O, he said. I thought you might want to talk about that today, I didn't think you'd just go and do it without co-operation.
He then told me he'd changed all the itnerary anyway. I agreed with him that he'd have a lovely trip.
The conversation moved on.
We left. I said, You wanted to say something to me in the car park?
He said, This whole thing arose because you misunderstood what I said. I don't mind if you criticize your congregation but you were criticizing outsiders and that's not on.
(This isn't true. I was having a moan to a colleague who genuinely does know the bliss of being able to shout and scream without it implying the people whov'e annoyed me are any less children of God, just that I'm having a bad day. In any case, I hung up because he was punching me with words in a way that was agressive and patronizing and unsymathetic.)
I gazed at him with a faint smile.
He said, Then you accused me of having a mental health problem.
(I didn't. There is a work related thing going on for him that the powers that be could resolve but are putting him through the mangle about. What I said was, You're under intolerable strain but you mustn't take it out on me, and you have been doing these past few weeks. You have my sympathy and my support but when u take it out me, I walk away from that, that's why I hung up.)
He said, You think this work thing is really affecting me - it isn't, it's not a problem. (So why did he ring me last week in a state of anxiety over a letter he'd had from the boss? Incidentally, I did my usual sympathy bit. Who wouldn't? )
What my head said, internally, was, You fool! I offered this, you've hurt me badly because of the stress you're under, as an out, rather than just listing all the bullying over the last 12 years (and many, many, many good and kind and generous times but I've discovered a zero tolerance for being bullied)
I opened my mouth and said, (here it comes) You've given me a lot to think about. I'll take time to process it and get back to you.
He made smoothing motions with his hands and said, and we move on.
I smiled charmingly and said, I'll get back to you. Thank you for a lovely lunch. I DID enjoy it. And we got into our cars and drove off.
Actually, I am still sitting here processing. I certainly feel that I walked out with my head high, an unbattered, unbullied rose. OTOH, I don't think I withdrew any friendship or support structure, I don't think I've burnt any bridges.
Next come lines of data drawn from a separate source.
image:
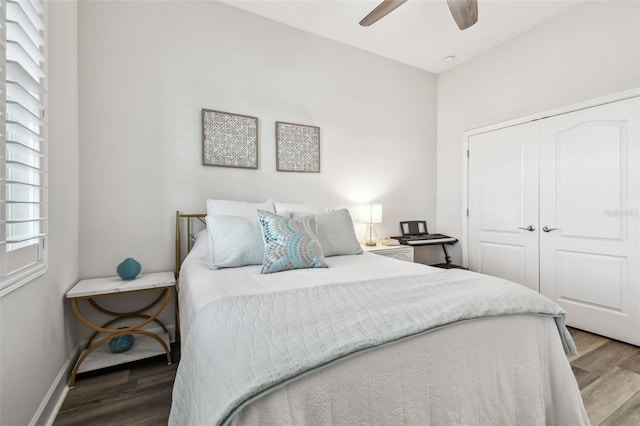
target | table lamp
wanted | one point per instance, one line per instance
(371, 214)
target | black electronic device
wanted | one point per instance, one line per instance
(415, 233)
(416, 230)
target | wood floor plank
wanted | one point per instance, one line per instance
(632, 363)
(627, 415)
(583, 377)
(603, 358)
(608, 393)
(585, 342)
(607, 373)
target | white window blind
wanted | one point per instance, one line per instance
(23, 148)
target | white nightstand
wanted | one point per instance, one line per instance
(146, 344)
(397, 252)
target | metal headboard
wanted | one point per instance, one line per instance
(190, 235)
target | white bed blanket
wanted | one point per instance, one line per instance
(509, 371)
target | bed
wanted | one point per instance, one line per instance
(360, 339)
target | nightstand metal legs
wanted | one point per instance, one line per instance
(162, 300)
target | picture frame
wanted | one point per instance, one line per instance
(297, 148)
(229, 140)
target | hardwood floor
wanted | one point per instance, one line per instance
(607, 372)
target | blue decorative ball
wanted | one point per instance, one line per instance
(128, 269)
(121, 343)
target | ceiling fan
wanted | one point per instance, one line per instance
(464, 12)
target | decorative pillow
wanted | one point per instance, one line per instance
(304, 208)
(234, 241)
(290, 243)
(237, 208)
(336, 233)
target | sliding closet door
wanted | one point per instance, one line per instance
(503, 204)
(589, 217)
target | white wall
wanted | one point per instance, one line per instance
(591, 51)
(148, 68)
(36, 340)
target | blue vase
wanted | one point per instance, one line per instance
(128, 269)
(121, 343)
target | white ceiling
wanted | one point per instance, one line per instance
(419, 33)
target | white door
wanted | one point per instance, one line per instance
(589, 217)
(503, 204)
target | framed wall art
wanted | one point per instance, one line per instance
(297, 148)
(229, 140)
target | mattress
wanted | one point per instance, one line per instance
(498, 370)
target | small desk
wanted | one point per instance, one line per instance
(148, 343)
(443, 242)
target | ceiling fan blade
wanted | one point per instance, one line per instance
(382, 10)
(465, 12)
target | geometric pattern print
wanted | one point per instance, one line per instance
(229, 140)
(290, 243)
(298, 147)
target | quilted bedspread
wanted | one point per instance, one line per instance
(243, 347)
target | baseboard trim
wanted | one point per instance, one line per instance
(50, 406)
(53, 400)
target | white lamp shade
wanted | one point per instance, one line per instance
(371, 213)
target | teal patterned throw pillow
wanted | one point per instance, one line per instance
(290, 243)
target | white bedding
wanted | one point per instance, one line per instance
(199, 285)
(509, 370)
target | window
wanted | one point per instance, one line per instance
(23, 148)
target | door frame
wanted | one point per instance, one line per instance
(614, 97)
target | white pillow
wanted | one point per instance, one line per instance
(336, 233)
(304, 208)
(237, 208)
(201, 245)
(234, 241)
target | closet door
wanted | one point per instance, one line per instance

I didn't want to. I think I want to want to keep the friendship going, eventually, and I will certainly always answer any frantic phonecalls.
To be absolutely honest, today he's a bit of a git - that's how it seems to me; in fact, he's what he always was/is, it's my tolerance of it that's changed. I do need time to process my responses.
BUT thankyou all so much for helping me be a rose.
I took some redjacket pix this morning but I can't find the usb cable at the mo. I'll post them when I can.
(but it was funny to see him literally spew when he realized I'd done something without asking his permission.....)
You Go Girl!! Looks like you had a Great Time, and judging from his reponses, you completly took him by surprise. I totally agree you were wonderful, and you did not let your emotions get the best of you, but you also did not let him off the hook too easy. So happy for you, and I think you gave him a bit to think about, too!!